The group finally decided to call it a night and headed back to their cars, which they had parked in the US. Bank parking lot across the street and up Downey Avenue. It was common for people going to Lock & Key to park in the bank parking lot after hours.
The police were aware of this and how the parking lot often became a public urinal late at night, usually about when the bars closed, for those who decided to relieve themselves before a drive home. When there was no rain to wash away the urine, the odor bothered bank customers using the lot the following days and the bank complained to the city.
On the early morning in question, our client was returning to his car parked in the U.S. Bank parking lot to drive home. It was about 1:35 a.m. Police were keeping a close eye on our client from an area obscured from direct light, so our client did not notice the Downey Police Department car nearby and he decided to urinate by a hedge along the parking lot border.
No sooner had our client assumed the stance that is common for a male urinating than the Downey Police car made its move toward our client.
The police officer who wrote the police report claimed that he observed our client urinating and could see a steady stream of urine falling into the bushes as he drove up.
Our client, a mortician, was mortified by seeing the police car approaching and immediately stopped urinating. The police officer asked our client if he was urinating and our client, the report stated, apologized several times.
The police officer then parked his car and approached our client with a ticket pad. He asked for our client’s driver’s license and our client provided it. The officer then issued our client a ticket for violation of Downey Municipal Code § 4115 (urinating in public). The officer then had our client sign a promise to appear in the Downey Municipal Court in about three months, which our client signed, and the officer handed him the ticket and returned his driver’s license.
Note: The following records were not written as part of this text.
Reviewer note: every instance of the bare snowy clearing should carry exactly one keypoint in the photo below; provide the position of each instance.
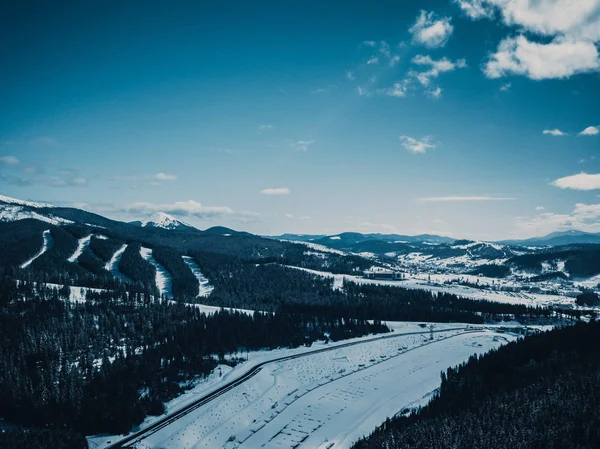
(327, 398)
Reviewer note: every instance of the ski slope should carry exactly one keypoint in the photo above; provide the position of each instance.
(112, 266)
(163, 278)
(48, 242)
(82, 244)
(204, 288)
(330, 398)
The following day, the client called Greg Hill & Associates. The client first explained what had happened and then how he was concerned primarily that the matter was a misdemeanor and a conviction for a misdemeanor might affect his employment. He wanted the ticket dismissed. He was worried he would lose his job.
Greg responded by explaining how such tickets are handled in the Downey Superior Court and how the Downey City Attorney handled such cases, not the District Attorney (which was under orders from Los Angeles District Attorney George Gascon not to even file such cases).
Greg further explained how the prosecutor commonly would reclassify the charge as an infraction and agree to resolve the case for a $100 fine, plus penalties and assessments (total of about $550).
Greg further explained that as of January 1, 2021, there was a new judicial diversion law which permitted a judge to suspend proceedings in most misdemeanor cases (exceptions being for domestic violence, stalking, DUI and any misdemeanor which required registration under Penal Code § 290 as a sex offender upon conviction).
Greg explained that the judge would dismiss the case after the defendant fulfilled certain conditions of diversion, which for a public urination case often would require a small amount of community service, attendance at Alcoholics Anonymous (AA) meetings if alcohol was a factor, and staying away from the location for a few months, although diversion could last up to two years.
Greg told the client that he would request judicial diversion for the client to have the case dismissed, but that for the judge to order the client to easy terms of diversion (including perhaps no community service), Greg recommended that the client attend at least ten AA meetings prior to the arraignment and to give Greg proof of doing so.
The client then retained Greg Hill & Associates and agreed on the general plan. He then attended ten AA meetings prior to the arraignment and gave Greg documentation of having done so. Greg then appeared for the client at the arraignment at the Downey Superior Court.
Greg discussed the case with the Downey City Prosecutor and explained he would request judicial diversion. The Downey City Prosecutor, in response to this and seeing that our client had attended ten AA meetings, agreed to simply dismiss the case in six months if our client stayed out of trouble and stayed one hundred yards away from the U.S. Bank, except for driving by the bank and not stopping. This would not be too difficult for our client, as he had no prior criminal history and did not live in the Downey area.
Greg accepted this offer without needing to request judicial diversion from the judge. The client was extremely happy he had attended the ten AA meetings, leading to making this resolution possible.